Era una rara oportunidad de estar a solas con Tang Yin, y Lin Yi, naturalmente, la apreciaba.
“Me pregunto cómo le está yendo a Xiaoxiao. «La última vez que la vi… No fueron ni siquiera unos días, y ya la extraño…», dijo Tang Yin, suspirando.
«Tú… A veces, te pones un poco celoso, pero después de que ella se va, la extrañas de nuevo». Lin Yi dijo impotente.
«Sí… Aunque a veces no estoy muy feliz de que sea tu novia, la extraño de nuevo después de que se ha ido». Tang Yin era una persona tan bondadosa.
“Jeje, tal vez un año, tal vez dos años. Cuando llegue el momento, la traeremos de vuelta”. Lin Yi prometió en su corazón que se convertiría en un maestro de elixir. ¡Era solo cuestión de tiempo ahora, pero no había progreso en absoluto en sus habilidades para hacer elixir!

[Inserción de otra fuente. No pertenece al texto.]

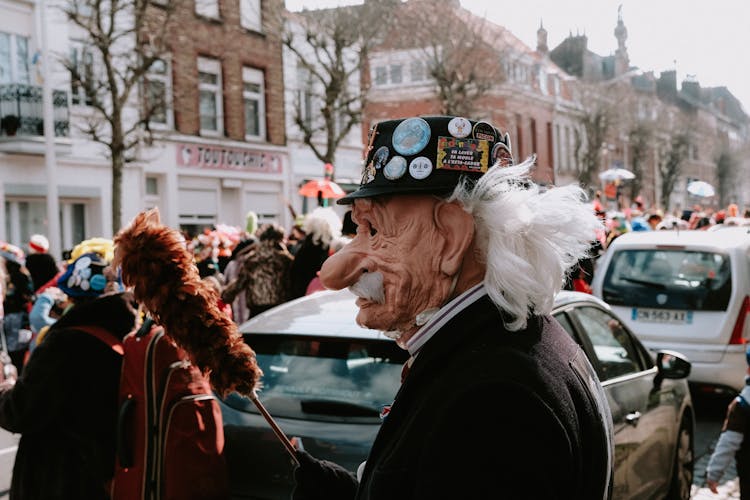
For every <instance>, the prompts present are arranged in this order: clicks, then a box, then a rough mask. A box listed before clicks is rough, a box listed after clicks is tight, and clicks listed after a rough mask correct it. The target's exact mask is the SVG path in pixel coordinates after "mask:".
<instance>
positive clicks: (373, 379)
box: [245, 334, 408, 418]
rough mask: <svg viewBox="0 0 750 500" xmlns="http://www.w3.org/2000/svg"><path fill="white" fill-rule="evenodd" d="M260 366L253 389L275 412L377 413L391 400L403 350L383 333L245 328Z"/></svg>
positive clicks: (406, 354)
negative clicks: (355, 333)
mask: <svg viewBox="0 0 750 500" xmlns="http://www.w3.org/2000/svg"><path fill="white" fill-rule="evenodd" d="M245 341H246V342H247V343H248V344H249V345H250V346H251V347H252V348H253V350H254V351H255V353H256V356H257V359H258V365H259V366H260V368H261V369H262V370H263V377H262V383H263V386H262V388H261V390H260V392H259V396H260V398H261V400H263V402H264V404H265V405H266V406H267V407H268V410H269V411H271V412H272V413H274V414H276V415H278V416H284V417H290V418H294V417H298V418H301V417H302V416H305V417H307V418H309V417H311V416H313V415H316V414H317V415H328V416H334V417H335V416H339V417H357V416H361V417H372V416H378V415H379V414H380V411H381V409H382V407H383V406H384V405H387V404H390V403H392V402H393V398H394V396H395V395H396V391H397V390H398V387H399V385H400V384H401V368H402V366H403V364H404V362H405V361H406V358H407V357H408V353H407V352H406V351H404V350H403V349H401V348H400V347H398V345H396V343H395V342H394V341H392V340H388V339H343V340H342V339H339V338H328V337H301V336H300V337H297V336H288V335H263V334H246V335H245Z"/></svg>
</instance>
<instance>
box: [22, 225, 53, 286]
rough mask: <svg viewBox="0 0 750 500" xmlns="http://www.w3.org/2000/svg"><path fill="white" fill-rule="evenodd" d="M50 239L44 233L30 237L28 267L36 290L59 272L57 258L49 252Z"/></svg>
mask: <svg viewBox="0 0 750 500" xmlns="http://www.w3.org/2000/svg"><path fill="white" fill-rule="evenodd" d="M48 251H49V241H47V238H46V237H45V236H44V235H42V234H32V235H31V238H29V253H28V255H27V256H26V269H28V270H29V273H30V274H31V280H32V282H33V283H34V290H35V291H36V290H38V289H39V288H41V287H42V286H43V285H44V284H46V283H47V282H48V281H49V280H51V279H52V278H53V277H54V276H55V275H56V274H57V273H58V272H59V269H58V267H57V262H56V261H55V258H54V257H53V256H52V255H50V254H49V253H48Z"/></svg>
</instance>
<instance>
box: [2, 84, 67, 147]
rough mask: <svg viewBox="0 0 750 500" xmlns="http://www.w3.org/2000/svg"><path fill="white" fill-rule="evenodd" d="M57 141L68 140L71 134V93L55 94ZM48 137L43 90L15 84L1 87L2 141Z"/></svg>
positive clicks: (53, 93)
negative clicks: (45, 122)
mask: <svg viewBox="0 0 750 500" xmlns="http://www.w3.org/2000/svg"><path fill="white" fill-rule="evenodd" d="M52 113H53V118H54V123H55V127H54V129H55V137H67V136H68V132H69V130H70V121H69V120H70V117H69V111H68V93H67V92H66V91H64V90H53V91H52ZM42 135H44V112H43V109H42V87H39V86H36V85H26V84H23V83H11V84H4V85H0V138H1V137H5V138H7V137H13V136H26V137H29V136H32V137H39V136H42Z"/></svg>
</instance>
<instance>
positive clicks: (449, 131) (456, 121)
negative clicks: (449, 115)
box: [448, 116, 471, 139]
mask: <svg viewBox="0 0 750 500" xmlns="http://www.w3.org/2000/svg"><path fill="white" fill-rule="evenodd" d="M448 132H449V133H450V134H451V135H452V136H453V137H455V138H457V139H463V138H464V137H466V136H467V135H469V133H471V122H470V121H469V120H467V119H466V118H463V117H460V116H457V117H455V118H453V119H451V121H449V122H448Z"/></svg>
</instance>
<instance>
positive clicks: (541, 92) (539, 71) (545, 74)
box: [538, 68, 549, 95]
mask: <svg viewBox="0 0 750 500" xmlns="http://www.w3.org/2000/svg"><path fill="white" fill-rule="evenodd" d="M538 76H539V91H540V92H541V93H542V94H543V95H548V94H549V86H548V85H547V83H548V82H547V72H546V71H545V70H544V68H539V75H538Z"/></svg>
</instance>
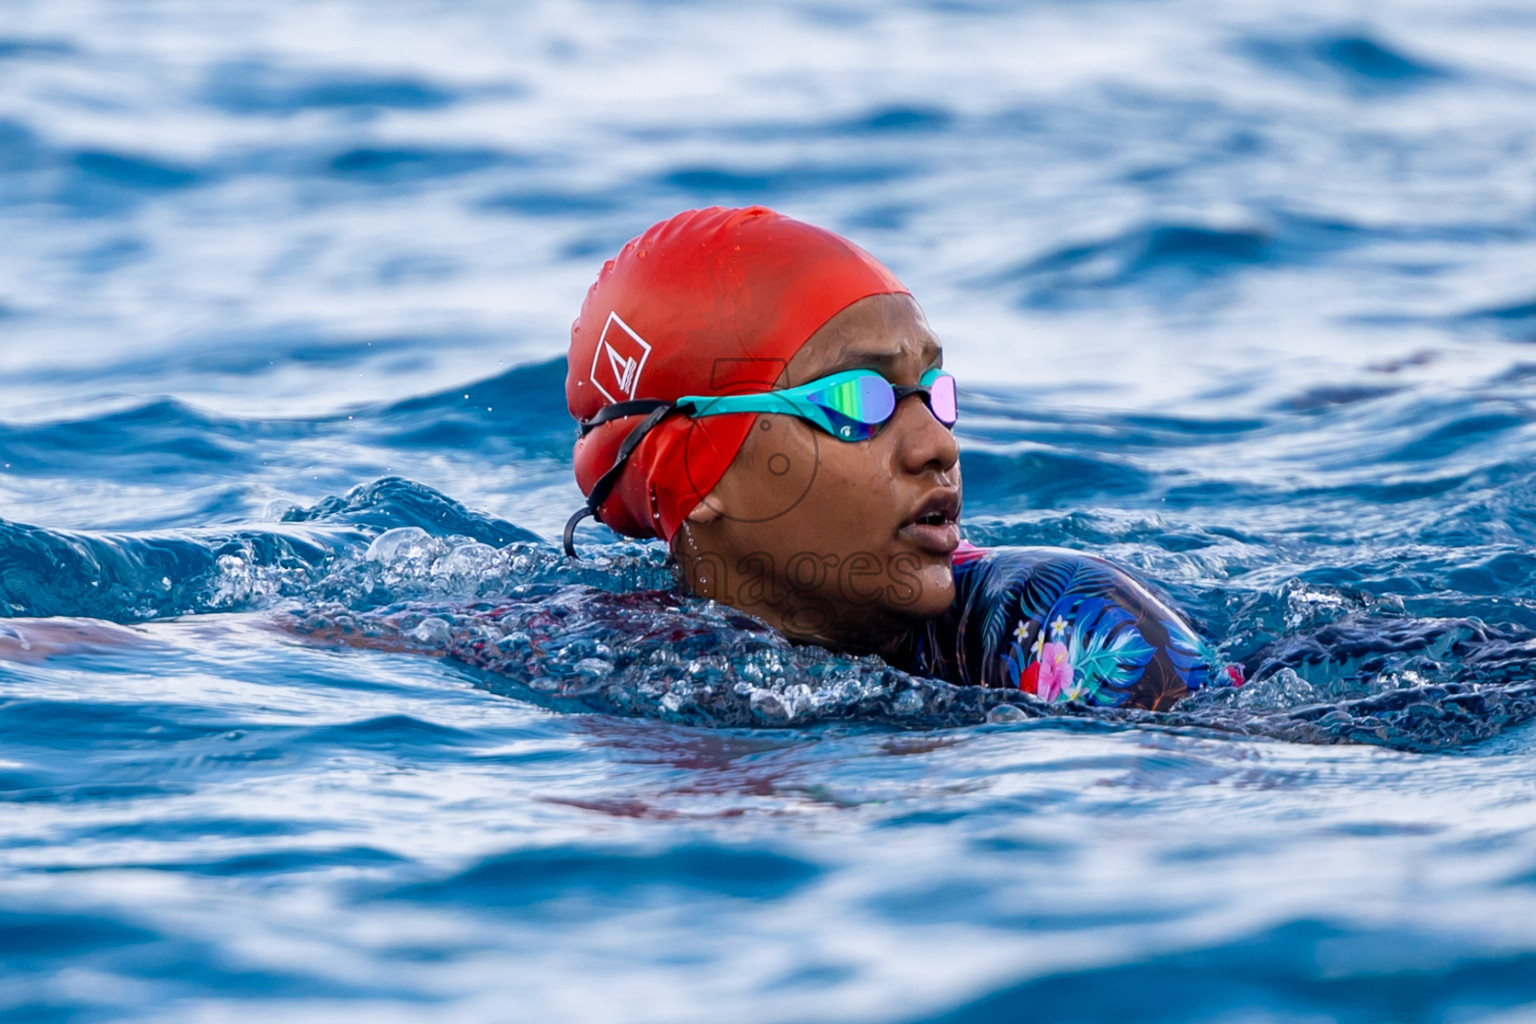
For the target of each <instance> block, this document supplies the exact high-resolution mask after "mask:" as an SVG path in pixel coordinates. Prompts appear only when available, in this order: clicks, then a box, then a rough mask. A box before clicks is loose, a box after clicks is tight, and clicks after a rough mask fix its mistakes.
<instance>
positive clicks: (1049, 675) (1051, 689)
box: [1035, 640, 1072, 700]
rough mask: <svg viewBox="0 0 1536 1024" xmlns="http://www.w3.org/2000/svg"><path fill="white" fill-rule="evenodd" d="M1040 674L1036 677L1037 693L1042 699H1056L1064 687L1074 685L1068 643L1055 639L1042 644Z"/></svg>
mask: <svg viewBox="0 0 1536 1024" xmlns="http://www.w3.org/2000/svg"><path fill="white" fill-rule="evenodd" d="M1038 665H1040V676H1038V677H1037V679H1035V695H1037V697H1040V699H1041V700H1055V699H1057V697H1060V695H1061V691H1063V689H1068V688H1071V686H1072V662H1071V660H1068V654H1066V645H1064V643H1057V642H1055V640H1052V642H1049V643H1043V645H1040V662H1038Z"/></svg>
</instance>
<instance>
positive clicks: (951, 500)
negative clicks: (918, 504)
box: [899, 488, 960, 554]
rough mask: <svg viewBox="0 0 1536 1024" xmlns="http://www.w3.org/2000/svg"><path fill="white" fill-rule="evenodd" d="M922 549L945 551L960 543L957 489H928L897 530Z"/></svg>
mask: <svg viewBox="0 0 1536 1024" xmlns="http://www.w3.org/2000/svg"><path fill="white" fill-rule="evenodd" d="M899 533H900V534H902V536H903V537H906V539H908V540H911V542H914V543H915V545H917V547H919V548H923V550H925V551H932V553H934V554H949V553H951V551H954V550H955V548H957V547H958V545H960V491H957V490H948V488H946V490H940V491H934V493H931V494H929V496H928V497H925V499H923V502H922V504H920V505H919V507H917V508H915V514H914V516H912V517H911V519H908V520H906V522H905V524H902V528H900V531H899Z"/></svg>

Lo que le faltaba a Lin Yi en este momento era un buen maestro. Todos los Maestros de elixir de la secta del elixir del cielo tenían a alguien para guiarlos, incluso la Casa Oculta tenías a alguien para guiarlos. Solo Lin Yi no pudo entender el punto de su propia investigación. Pero a partir de ahora, Lin Yi no estaba en buenos términos con la Casa Oculta tú y la secta del elixir del cielo, y no podía ir a pedirles ayuda. Solo había un refinador de segundo nivel en el Palacio de Hielo, pero Lin Yi no se atrevió a ir y preguntar. Escuchó que el refinador era muy arrogante, y en el Palacio de Hielo, solo las palabras de la chica dulce funcionaron. Incluso si Lin Yi fue a aprender, es posible que ni siquiera esté dispuesta a enseñarle.

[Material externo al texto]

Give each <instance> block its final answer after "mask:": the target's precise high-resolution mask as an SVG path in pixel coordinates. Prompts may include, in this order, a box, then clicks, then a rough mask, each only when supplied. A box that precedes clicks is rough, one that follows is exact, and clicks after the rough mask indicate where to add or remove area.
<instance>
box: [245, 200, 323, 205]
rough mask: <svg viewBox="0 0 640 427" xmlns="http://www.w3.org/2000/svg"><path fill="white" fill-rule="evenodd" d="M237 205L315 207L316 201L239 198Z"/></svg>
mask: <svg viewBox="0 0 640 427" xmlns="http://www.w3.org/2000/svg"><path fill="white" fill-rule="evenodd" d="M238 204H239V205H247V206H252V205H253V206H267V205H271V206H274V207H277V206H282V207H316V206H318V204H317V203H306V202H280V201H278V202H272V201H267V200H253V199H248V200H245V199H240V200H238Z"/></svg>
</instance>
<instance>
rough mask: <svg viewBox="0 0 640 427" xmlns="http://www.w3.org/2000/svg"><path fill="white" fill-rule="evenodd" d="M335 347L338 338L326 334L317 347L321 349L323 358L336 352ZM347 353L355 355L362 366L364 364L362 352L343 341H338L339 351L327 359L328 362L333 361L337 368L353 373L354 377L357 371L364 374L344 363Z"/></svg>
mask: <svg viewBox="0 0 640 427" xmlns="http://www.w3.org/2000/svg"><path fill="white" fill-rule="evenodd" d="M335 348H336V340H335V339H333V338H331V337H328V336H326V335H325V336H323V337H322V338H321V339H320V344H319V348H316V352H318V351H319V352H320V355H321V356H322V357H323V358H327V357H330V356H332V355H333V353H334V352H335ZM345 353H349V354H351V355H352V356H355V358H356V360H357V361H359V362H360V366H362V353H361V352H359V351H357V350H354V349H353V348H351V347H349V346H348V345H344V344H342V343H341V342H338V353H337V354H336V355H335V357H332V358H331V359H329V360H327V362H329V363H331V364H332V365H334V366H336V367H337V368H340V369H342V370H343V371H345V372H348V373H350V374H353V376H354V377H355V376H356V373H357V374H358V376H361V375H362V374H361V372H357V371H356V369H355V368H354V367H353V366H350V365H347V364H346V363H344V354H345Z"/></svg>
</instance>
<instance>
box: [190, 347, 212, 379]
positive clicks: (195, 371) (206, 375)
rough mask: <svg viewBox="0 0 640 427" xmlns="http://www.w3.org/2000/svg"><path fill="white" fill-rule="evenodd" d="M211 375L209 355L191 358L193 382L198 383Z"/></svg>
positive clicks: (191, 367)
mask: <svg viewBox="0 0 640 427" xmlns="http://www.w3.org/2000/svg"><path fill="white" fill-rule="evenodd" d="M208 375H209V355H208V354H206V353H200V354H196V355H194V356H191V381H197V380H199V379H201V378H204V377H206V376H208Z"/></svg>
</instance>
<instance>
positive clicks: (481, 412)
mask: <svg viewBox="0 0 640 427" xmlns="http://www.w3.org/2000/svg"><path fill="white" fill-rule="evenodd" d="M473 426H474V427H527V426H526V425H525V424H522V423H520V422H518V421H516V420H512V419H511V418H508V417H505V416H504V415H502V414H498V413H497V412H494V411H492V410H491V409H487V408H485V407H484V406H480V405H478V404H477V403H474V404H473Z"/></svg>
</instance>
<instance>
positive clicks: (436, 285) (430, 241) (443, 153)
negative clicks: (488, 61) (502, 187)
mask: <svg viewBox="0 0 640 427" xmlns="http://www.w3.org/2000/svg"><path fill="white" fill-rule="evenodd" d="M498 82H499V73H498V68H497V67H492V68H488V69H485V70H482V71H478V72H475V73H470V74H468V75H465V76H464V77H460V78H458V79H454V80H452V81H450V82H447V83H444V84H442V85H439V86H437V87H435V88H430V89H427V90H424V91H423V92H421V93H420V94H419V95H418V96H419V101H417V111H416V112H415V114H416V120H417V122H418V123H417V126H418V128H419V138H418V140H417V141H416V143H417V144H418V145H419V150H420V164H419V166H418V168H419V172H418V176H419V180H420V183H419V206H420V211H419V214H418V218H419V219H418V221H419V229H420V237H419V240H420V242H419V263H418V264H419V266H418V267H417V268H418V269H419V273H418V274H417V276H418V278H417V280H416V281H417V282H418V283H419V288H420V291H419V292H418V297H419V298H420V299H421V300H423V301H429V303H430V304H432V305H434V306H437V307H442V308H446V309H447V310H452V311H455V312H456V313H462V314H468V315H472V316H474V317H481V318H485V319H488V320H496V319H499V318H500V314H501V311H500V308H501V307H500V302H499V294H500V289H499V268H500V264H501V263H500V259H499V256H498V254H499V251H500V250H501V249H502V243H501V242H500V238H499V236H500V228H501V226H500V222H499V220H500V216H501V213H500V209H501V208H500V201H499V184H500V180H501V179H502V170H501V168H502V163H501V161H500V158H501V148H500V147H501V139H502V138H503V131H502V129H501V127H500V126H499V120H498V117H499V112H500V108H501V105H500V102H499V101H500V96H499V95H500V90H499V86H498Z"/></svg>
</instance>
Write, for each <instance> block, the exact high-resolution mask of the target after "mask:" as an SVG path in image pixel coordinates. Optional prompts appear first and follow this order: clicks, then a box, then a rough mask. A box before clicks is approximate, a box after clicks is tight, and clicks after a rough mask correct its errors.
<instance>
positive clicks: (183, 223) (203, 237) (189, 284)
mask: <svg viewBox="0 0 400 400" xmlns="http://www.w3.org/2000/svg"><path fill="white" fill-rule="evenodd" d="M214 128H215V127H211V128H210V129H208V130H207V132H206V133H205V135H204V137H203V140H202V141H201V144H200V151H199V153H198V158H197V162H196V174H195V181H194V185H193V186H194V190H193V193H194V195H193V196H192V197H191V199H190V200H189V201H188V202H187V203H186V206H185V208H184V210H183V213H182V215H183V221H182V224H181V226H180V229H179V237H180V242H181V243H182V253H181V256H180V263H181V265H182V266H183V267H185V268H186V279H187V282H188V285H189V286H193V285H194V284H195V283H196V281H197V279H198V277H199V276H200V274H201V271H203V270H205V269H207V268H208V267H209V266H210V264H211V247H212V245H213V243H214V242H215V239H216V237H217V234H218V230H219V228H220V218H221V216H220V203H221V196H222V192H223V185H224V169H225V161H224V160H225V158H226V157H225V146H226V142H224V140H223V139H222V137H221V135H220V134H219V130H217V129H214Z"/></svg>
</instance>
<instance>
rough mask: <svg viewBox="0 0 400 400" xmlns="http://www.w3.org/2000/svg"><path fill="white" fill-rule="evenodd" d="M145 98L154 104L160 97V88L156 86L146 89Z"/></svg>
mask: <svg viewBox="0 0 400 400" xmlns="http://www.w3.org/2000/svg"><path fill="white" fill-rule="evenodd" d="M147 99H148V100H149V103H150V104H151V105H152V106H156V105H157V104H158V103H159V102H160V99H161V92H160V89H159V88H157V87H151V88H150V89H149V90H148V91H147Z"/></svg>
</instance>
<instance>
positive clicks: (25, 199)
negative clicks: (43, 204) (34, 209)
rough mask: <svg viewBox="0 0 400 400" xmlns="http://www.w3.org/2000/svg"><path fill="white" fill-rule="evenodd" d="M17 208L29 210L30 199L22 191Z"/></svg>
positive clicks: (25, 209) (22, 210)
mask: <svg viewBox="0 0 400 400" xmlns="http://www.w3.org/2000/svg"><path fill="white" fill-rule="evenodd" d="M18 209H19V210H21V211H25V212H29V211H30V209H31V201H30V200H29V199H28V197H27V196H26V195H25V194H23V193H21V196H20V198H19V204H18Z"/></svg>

«¡Bien!» “Realmente espero… Que pueda ser como esta noche, olvidando todas mis preocupaciones y viviendo una vida sin preocupaciones, sentada en el patio y mirando las estrellas… Esa será una Vida Maravillosa…”
«Un día, estaré con todos ustedes… Todos los días…» Lin Yi no pudo evitar hacer una pausa cuando dijo «todos ustedes».
“Jaja, está bien, lo he pensado de nuevo. Si Yao Yao y Shu quieren venir, nosotros también podemos ir. Podemos encontrar un lugar o vivir aquí, será divertido…”, dijo Tang Yun: “Sin embargo, pareces ser alguien que no puede permanecer inactivo”.
«¿Yaoyao y Shu?» Lin Yi miró a Tang Yin, sorprendido.
“Yaoyao no sabe lo que está pensando, pero probablemente le gustes a Shu. Ya que acepté a Xiaoxiao, ¿cómo podría rechazarla? Tang Yin sonrió, volviendo a su habitual despreocupación. «Está bien, no hablemos más de esto… ¿El abuelo Lin te dijo su opinión sobre mí en privado hoy?»
«No, no lo hice», Lin Yi negó con la cabeza, «parece que le gustas mucho, pero siempre es así». Siempre es poco fiable. A él le gustan todos ustedes.
«Jeje, eso es bueno». Tang Yin asintió. Lin Yi era huérfano, por lo que el abuelo Lin, que lo había criado desde que era joven, era naturalmente el padre de Lin Yi. Su actitud afectaría directamente si Tang Yin podría quedarse en la Casa Lin en el futuro. Como el abuelo Lin no tenía ninguna objeción, estaba bien.
“Yunyun es una buena persona, Shu. Si realmente quieres estar con Lin Yi, no trates de intimidarla con tus pequeños trucos. Ella es una persona muy amable. Dijo Mengyao, un poco emocionado.